そう考えて頷こうとした、ちょうどその瞬間。
物が割れる音と、女性の悲鳴が広間に響き渡る。
反射的に振り返れば、どうやらそそっかしいご令嬢が手からグラスを取り落としてしまったようだ。
しかも可哀想に、深い緑色のドレスに派手な染みまでついてしまっている。
(…………!)
ところが真っ先にご令嬢に駆け寄ってあれこれ世話を焼き始めた男の姿まで視界に入ってしまい、シュナは一瞬落ち着きかけた気分が一気に急降下するのを感じた。
確かに災難に遭ったご令嬢がいたのはデュランとその取り巻きの近くだ。だが誰よりも早く動いたのは彼だった。
優しく宥めながらそっとハンカチを取り出して渡し、ようやく到着した使用人達にあれこれ後片付けの指図をしてご令嬢の手を引く。
彼ならそうするだろう。きっと相手が誰であっても。
カッと胸が焼けるように熱くなったシュナは、涙目で咄嗟に振り返る。
コレットはちょうどデュランの方に向かおうとでもしていたのだろうか、しかもその途中で別の客人に呼び止められて何か言われているようだった。
さらにシュナは周りを見回す。あった! 少し歩いた先、テーブルに置いてあるボトルとグラスが目に入った。これこそまさに今この瞬間求めていたものだ。
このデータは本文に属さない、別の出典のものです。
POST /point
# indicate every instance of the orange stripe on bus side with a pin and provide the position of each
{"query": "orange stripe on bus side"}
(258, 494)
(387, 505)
このまま立ち尽くしていたらいつか泣いてしまいそうである。気を遣ってもらって端に引っ込んだとは言えまだ会場の一角、さすがに泣き出すのはダメだろう。
とにかくこの渇き切った喉を潤したい。そうすれば多少はむかつく胸も収まるはずだ。飲むだけならコレットや侯爵閣下、夫人などに頼らずとも自分でなんとかできる。
彼女は引ったくるようにして、勢いよくグラスの中の水を呷った。
ごく、ごく、ごくり、とシュナの細い喉が鳴り、注がれていた液体が全て喉を通って身体にしみ通っていく。
(……? へんなあじ……)
しっかり全部飲み干した時、確かに違和感があった。水じゃない気がする。水はもっとこう、味がない。ではこれは何味なのかと言われると……。
(……きっとパーティー用の飲み物なのだわ。置いてあるのだから飲めるはずよ!)
けれど彼女がその時気にしていたのはとにかく渇きを満たすこと、それによって己を鎮めることだ。多少の違和感は些事に思われた。
半ば強迫観念に近い衝動のまま、二杯目、三杯目と──会場の注意がデュラン達に注がれ、止める者がちょうど全員出払っているのをいいことに、結局ボトルは空になるまで消費されつくした。